On 16 June 2023, the Ministry of Infrastructure and Water Management published a report by the Human Environment and Transport Inspectorate (ILT). The report is about the implementation of VTH tasks for the environment, construction and nature by the public entities of Bonaire, St. Eustatius and Saba. VTH stands for Licensing, Supervision and Enforcement. WWF-NL welcomes the research and recommendations that are made. It is good that this report now provides clarity and makes recommendations for improvement.
Based on its own research, WWF-NL has the same findings as the ILT. Protection of the corals of the Caribbean Netherlands is important for nature and biodiversity, but also to support the economy of the islands. The economy and prosperity on the islands are strongly related to a flourishing tourism industry. The corals surrounding the islands is what attracts tourism. However, in large (construction) projects, the effects on nature and the environment, and therefore the corals, are often insufficiently taken into account.
For example, illegal beaches have been built on Bonaire (which wash away and end up on the corals and suffocate it), or the illegal development of roads and buildings for a resort on St. Eustatius, as a result of which waste and building materials wash into the sea, onto the corals. Nature and the corals, which are so important to the economy of the islands, pay the price. In the choices that are made for economic developments on the islands, insufficient attention is paid to the effects on nature and corals in particular.

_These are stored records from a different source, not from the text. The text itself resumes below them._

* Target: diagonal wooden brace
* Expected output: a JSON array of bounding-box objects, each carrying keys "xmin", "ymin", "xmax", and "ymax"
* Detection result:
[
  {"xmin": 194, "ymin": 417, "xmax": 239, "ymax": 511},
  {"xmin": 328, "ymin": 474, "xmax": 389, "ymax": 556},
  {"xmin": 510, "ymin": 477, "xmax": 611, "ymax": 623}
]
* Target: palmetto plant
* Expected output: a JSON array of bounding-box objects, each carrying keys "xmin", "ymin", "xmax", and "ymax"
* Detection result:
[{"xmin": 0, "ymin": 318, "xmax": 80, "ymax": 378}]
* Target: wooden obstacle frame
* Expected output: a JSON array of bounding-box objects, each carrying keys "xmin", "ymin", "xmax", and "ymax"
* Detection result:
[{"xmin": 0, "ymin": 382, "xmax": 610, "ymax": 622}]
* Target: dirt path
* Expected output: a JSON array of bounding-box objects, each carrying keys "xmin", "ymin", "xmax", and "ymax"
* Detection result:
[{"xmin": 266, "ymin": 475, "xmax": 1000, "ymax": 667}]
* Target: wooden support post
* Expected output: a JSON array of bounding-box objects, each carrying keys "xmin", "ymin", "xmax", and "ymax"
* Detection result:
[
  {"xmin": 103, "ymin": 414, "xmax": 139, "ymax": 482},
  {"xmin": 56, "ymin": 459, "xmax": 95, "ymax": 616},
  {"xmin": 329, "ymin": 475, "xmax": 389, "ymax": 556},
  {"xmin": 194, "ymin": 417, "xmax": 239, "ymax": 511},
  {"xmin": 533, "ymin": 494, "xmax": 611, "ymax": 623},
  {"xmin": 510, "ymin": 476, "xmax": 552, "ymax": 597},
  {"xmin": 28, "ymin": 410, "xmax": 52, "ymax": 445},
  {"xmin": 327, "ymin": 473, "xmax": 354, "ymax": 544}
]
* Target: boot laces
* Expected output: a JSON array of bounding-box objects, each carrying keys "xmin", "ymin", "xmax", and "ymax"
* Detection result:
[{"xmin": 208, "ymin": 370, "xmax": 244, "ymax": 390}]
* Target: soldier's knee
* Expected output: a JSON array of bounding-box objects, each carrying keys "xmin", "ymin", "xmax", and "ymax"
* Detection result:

Moreover, the Dutch government has not shown sufficient responsibility for this.
With the results and recommendations of the ILT report, steps can now be taken to improve this. We applaud one of the recommendations, to create more distance between the local government and the issuing of permits through an environmental service. This would bring the working method for the Caribbean Netherlands in line with the working method of other municipalities in the Netherlands on the European mainland. The conclusion that more staff and support should be made available is also recognizable. A third important recommendation is the establishment of buffer zones and sensitive areas, from a nature point of view. This would mean that the protection of nature and biodiversity in vulnerable areas would be better considered in the assessment of permit applications.